Elevated serum cholesterol level is expected after high-fat diet supplementation and the inhibited clearing rate of LDL-C from the blood due to some defect in LDL receptors associated with elevated plasma total cholesterol values above normal levels (Zulet et al., 1999). Although administration of ASE to control rats revealed insignificant alteration in serum total cholesterol value throughout the experiment; yet, it significantly (P<0.05) decreased serum cholesterol concentration in animals received high-fat diet compared to the diseased untreated ones. The hypo-cholesterolemic effect of ASE may be explained based on decreasing cholesterol intestinal absorption with less dietary cholesterol is delivered to the pool of cholesterol to the liver; and/or greater clearance of LDL-cholesterol particles by the liver.  

Findings presented in the current study (Table 3) show a significant (P<0.05) increase in TAGs  in  samples  from animals kept on high-fat diet if compared with those of the normal control. Such significant elevation in serum TAGs may be explained on the basis of the diminished activity of lipase -insulin-dependent enzyme- contributing in TAGs clearance from blood by enhancing their hydrolysis to glycerol and free fatty acids (Yost et al., 1995). Daily oral administration of ASE significantly decreased serum TAGs concentration in animals received high-fat diet compared to that of diseased untreated ones. This finding may be parallel to those of Maier et al. (2000) and CzerwiÅ„ski et al. (2004) in women and rats, respectively. The significant decrease in plasma TAGs has been explained previously by Bennani-Kabchi et al. (2000) who related that decrease to the higher rate of lipolysis mediated by enhanced plasma lipase activity. Nevertheless, more earlier, Griffin et al. (1982) stated that the lower level plasma TAGs might also reflect a lower rate of lipogenesis in the liver.
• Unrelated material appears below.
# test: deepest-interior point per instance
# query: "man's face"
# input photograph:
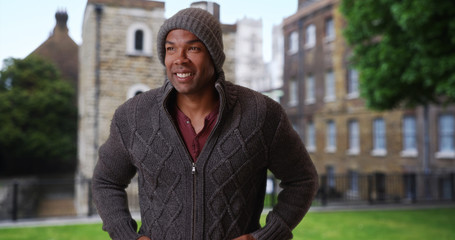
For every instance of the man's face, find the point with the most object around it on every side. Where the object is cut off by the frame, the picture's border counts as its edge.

Tables 4, 5 and 6 present significant increases in serum LDL-C and VLDL-C and a significant decrease in HDL-C in rats kept on high-fat diet, compared to the corresponding  normal  control ones. The elevated serum LDL-C and VLDL-C seemed to occur upon over-production of LDL beyond the capacity of LDL-receptors expressed on hepatocyte cell membranes. In addition, the dietary fat and cholesterol may alter the serum lipoprotein pattern and increases the cholesterol content in VLDL (Mahley and Holcombe, 1977). ASE administration revealed significant decreases in serum LDL-C and VLDL-C concentrations with a significant increase in HDL-C when compared to those of the rats received high-fat diet. Such improving effect of ASE may be attributed to the decreased absorption of fats supplemented to rats and/or increased preipheral and hepatic breakdown of cholesterol esters from VLDL-C and LDL-C. The compositional  change  of  HDL-C  might be speculated due to a probable activation of Lecithin- cholesterol acyltransferase (LCAT) that is stimulated firstly by exogenous cholesterol.
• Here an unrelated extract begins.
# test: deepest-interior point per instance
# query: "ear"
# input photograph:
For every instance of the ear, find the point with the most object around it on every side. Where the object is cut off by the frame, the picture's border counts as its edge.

Tables 7 and 8 present significant (P<0.05) elevations in ALT and AST activities in samples taken from rats kept on high-fat diet, if compared with those of the control. ASE administration significantly protected against elevations of these hepatic function biomarkers compared to the diseased untreated rats. This protecting effect may be explained on the bases of improved cholesterol hepatic metabolism as well as inhibiting its intestinal cholesterol absorption. Histopathological findings come supportive to the biochemical analysis, where the fatty  degenerative  changes  observed  in liver specimens from rats kept on high-fat diet were almost not observed upon concurrent administration of ASE (Figure 2). The recorded beneficial effects of ASE may be related to the active pharmacological constituents present in the extract, including β-glucan, avenanthramides, flavonoids, flavonolignans, triterpenoid saponins, sterols, and tocols. In addition, the mucilaginous nature of the extract may impede lipid absorption from the intestines upon oral administration (Singh et al., 2013; Miraj and Kiani, 2016). 



The present findings suggest that A. sativa mucilage extract may protect the liver and the body against development of hyperlipidemia, indicated by clinicopathological analysis. The extract, therefore, may have a good health impact in dyslipidemia and concurrent illnesses.



The authors have not declared any conflict of interests.